In 1832 he began the location of the Boston and Lowell Railroad, which was constructed under his superintendence. He was also employed in engineering lines by the Ware Manufacturing company, the Thames company of Norwich, and the proprietors of the locks and canals at Lowell. He also determined the relative amount of water power used by the mills of the different companies at Lowell. He was elected a Fellow of the American Academy of Arts and Sciences in 1841.

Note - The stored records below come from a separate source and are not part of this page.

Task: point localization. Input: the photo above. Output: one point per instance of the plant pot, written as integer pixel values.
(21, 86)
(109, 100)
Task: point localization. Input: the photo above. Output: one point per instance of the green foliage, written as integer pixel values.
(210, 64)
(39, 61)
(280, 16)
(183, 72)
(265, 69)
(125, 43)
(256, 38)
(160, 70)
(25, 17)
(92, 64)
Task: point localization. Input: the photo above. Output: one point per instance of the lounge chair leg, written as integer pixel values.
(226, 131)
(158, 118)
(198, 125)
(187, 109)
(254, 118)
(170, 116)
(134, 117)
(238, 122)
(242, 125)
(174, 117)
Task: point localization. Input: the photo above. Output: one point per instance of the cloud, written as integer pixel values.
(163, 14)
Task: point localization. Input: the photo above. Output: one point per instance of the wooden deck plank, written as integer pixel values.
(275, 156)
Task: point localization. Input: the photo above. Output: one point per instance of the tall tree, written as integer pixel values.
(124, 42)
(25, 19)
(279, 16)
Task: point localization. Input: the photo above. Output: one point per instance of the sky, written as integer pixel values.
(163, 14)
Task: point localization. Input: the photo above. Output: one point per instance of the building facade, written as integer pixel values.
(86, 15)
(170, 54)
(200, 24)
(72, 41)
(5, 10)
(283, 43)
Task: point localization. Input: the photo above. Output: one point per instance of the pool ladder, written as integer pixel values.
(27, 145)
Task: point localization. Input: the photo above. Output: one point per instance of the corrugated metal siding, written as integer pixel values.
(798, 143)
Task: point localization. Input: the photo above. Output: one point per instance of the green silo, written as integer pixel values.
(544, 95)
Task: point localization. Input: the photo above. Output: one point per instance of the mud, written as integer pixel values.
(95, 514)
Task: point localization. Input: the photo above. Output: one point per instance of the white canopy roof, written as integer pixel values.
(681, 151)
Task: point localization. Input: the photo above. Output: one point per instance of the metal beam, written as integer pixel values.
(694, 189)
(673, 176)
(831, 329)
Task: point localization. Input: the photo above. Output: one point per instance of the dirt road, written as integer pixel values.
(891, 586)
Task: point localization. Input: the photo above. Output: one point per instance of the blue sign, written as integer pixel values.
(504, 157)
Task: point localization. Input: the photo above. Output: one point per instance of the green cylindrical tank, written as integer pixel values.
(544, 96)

In 1825 the subject of the water supply of Boston attracted the attention of the authorities, and an investigation of the sources for a pure supply was made, and in 1837 he was appointed on a commission to inquire still further into the matter. He dissented from the majority in the recommendation of Spot and Mystic ponds, and recommended Long Pond (Lake Cochituate). Others high in authority differed from his conclusion, but still he was immovable in adherence to his recommendation, in spite of rejection by popular vote, to which it had been submitted, and it was not renewed till 1844, when he was again in a position of influence on the commission. His plan was, however, adopted March 30, 1846; the plan was presented and read before that society, and soon after published in its Transactions. The ground was broken five months after, and on October 25. 1848, he had the pleasure of seeing his plan, so long resisted, finally triumphant, and the public fountain playing for the first time in the presence of a large concourse of people. He was for several years a senator from Suffolk in the Massachusetts general court, and the first president of the Boston Society of Civil Engineers.

==Legacy==

The Boston Daily Advertiser wrote, in Mr. Baldwin's obituary, "He was of a kindly and benevolent disposition, affable in his manners, warm and unfaltering in his attachment to his friends. His sense of justice and his fair appreciation of the rights of others showed to great advantage in many of his public works."

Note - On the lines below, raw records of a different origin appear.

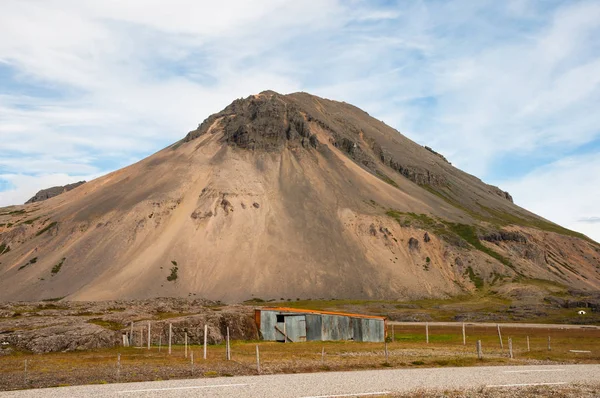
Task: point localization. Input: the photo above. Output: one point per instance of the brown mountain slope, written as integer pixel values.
(284, 196)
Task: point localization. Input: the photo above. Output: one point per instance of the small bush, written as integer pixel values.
(58, 266)
(173, 276)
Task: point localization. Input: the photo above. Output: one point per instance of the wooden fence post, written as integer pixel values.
(118, 366)
(185, 344)
(500, 337)
(205, 335)
(227, 347)
(192, 360)
(386, 352)
(257, 360)
(170, 336)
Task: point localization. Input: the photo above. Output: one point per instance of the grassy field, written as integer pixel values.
(407, 350)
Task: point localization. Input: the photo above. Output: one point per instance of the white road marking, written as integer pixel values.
(534, 370)
(184, 388)
(525, 384)
(363, 394)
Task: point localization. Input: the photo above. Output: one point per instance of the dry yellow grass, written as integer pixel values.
(408, 350)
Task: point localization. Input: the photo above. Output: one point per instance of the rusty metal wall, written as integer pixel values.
(295, 327)
(313, 327)
(372, 330)
(268, 320)
(321, 327)
(335, 327)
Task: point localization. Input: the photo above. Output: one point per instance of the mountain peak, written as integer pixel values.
(285, 196)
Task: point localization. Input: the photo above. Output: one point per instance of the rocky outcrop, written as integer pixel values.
(502, 194)
(262, 122)
(48, 193)
(413, 244)
(72, 326)
(503, 236)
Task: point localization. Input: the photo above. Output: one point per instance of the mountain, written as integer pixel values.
(286, 196)
(48, 193)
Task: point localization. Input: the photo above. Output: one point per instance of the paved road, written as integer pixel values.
(334, 384)
(504, 325)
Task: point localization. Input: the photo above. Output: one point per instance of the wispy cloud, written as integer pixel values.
(590, 220)
(503, 89)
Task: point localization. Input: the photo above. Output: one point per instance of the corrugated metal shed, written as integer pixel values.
(294, 325)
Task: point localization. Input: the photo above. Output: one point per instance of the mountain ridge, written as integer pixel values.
(286, 196)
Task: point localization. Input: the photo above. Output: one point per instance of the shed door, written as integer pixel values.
(279, 328)
(295, 327)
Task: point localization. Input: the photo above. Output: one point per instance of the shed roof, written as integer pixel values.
(299, 310)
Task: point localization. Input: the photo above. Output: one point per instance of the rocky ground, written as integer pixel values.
(42, 327)
(571, 391)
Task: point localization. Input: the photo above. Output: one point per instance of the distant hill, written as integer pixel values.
(48, 193)
(286, 196)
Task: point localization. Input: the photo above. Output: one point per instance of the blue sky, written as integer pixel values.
(508, 91)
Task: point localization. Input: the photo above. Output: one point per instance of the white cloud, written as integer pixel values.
(111, 81)
(565, 192)
(24, 187)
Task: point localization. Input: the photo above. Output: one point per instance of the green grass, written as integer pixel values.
(46, 228)
(502, 218)
(57, 267)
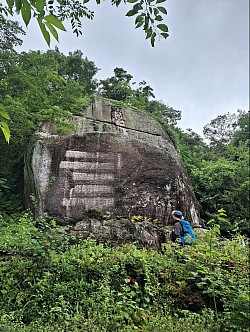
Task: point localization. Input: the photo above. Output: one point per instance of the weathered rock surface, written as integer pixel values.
(120, 231)
(118, 161)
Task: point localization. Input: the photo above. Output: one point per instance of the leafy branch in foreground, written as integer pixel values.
(51, 13)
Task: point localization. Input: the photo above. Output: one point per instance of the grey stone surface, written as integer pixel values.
(118, 161)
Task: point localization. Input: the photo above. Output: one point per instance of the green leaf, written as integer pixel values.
(39, 5)
(6, 131)
(18, 4)
(139, 18)
(4, 114)
(45, 33)
(164, 35)
(131, 13)
(162, 27)
(138, 25)
(163, 10)
(52, 19)
(158, 18)
(52, 30)
(217, 229)
(26, 12)
(152, 40)
(149, 32)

A memoir of Hon. James Fowle Baldwin, by Dr. Usher Parsons, was published in 1865. From this memoir are gleaned the following tributes: "He was a gentleman of highly respectable attainments, and surpassed by none as a scientific and practical engineer. He was employed by the State to superintend the construction of its gigantic public works. He was a prominent member of the American Academy of Arts and Sciences, and during many years held the position in that learned society in the section of Technology and Civil Engineering."